It is an oddly old-fashioned approach; human identity is understood as multi-faceted nowadays. But Pim argues that Roth internalised the anti-Semitism in his environment, felt a fraud as an Austrian, blamed his Jewishness – and suffered from pathological ‘self-loathing’. Drawing on studies of ‘Jewish self-hatred’, he applies the term to Roth. The trouble with this explanation is that self-haters don’t normally display Roth’s steely self-confidence. Assured self-irony is his typical tone. In a witty letter written in June 1930 to Kiepenheuer, his publisher, Roth tells him: ‘He is the most courtly man I know. So am I. He got it from me […] He believes in me. So do I.’ Roth is not always this relaxed about his identity, but he was stubbornly convinced he was both an Austrian and a Jew. There is a simple historical explanation for his preoccupation with this question.
Before the war, ethnic minorities across the Habsburg Empire, including Roth’s Galicia, were citizens of the Dual Monarchy and therefore also ‘Austrian’. When Austria-Hungary was carved up in 1918, Roth found himself redefined as a citizen of Poland, but refused to relinquish his Austrian identity. No one was going to tell him who he was. Determined to recover his lost citizenship, he invented a Schwabian German father and acquired a fake baptism certificate. ‘A man without papers,’ he once said grimly, ‘is worth even less than papers without a man.’ He was often angry, occasionally using anti-Semitic language to express hostility to fellow Jews, but there is no evidence that he turned this anger on himself. His assimilated co-religionists were the usual target. Their snobbish disdain for Ostjuden like him drew his ire: ‘Every form of assimilation is a flight from the sad society of the persecuted.’ And he deplored their complacency in the face of rising fascism. Roth regained his Austrian citizenship in 1921, but it remained tenuous. Henceforth he lived in a state of inner exile, unable to accept the loss of the old order, deeply suspicious of the extremist politics contaminating the new.
It is true, as Pim observes, that Roth’s habit of embellishing his threatened Austrian identity became increasingly egregious; he was not above fabricating imaginary war experiences.
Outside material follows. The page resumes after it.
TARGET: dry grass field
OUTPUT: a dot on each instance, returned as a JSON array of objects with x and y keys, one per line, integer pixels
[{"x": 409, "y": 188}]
It is also true, as Michael Hofmann comments in A Life in Letters (2012), that these small lies often expressed emotional truths. Roth did sometimes feel, like Tunda in Flight without End, that the mass graves of the unknown soldiers yawned for him. But his sadness is subtler and more self-aware than Pim allows. Self-pity quickly generates self-irony: ‘I have no home; aside from being at home in myself [...] therefore I take great care to remain within myself’ (from a letter dated 10 June 1930). He can laugh at his own pain while teasing his reader. Pim describes Roth as still ‘playing’ the old-world Austrian gent up until his death. His friends saw him rather as a man struggling to maintain his dignity in the face of the cascading indignities of exile.
Speaking for all the wanderers on God’s earth, Roth once lamented: ‘Oh – the whole world thinks in such tired, worn, traditional clichés.’ Pim might have done without the cliché of Jewish self-hatred. Nevertheless, his biography offers a wealth of insight into the tragic life of one of Europe’s greatest writers, and is more than welcome.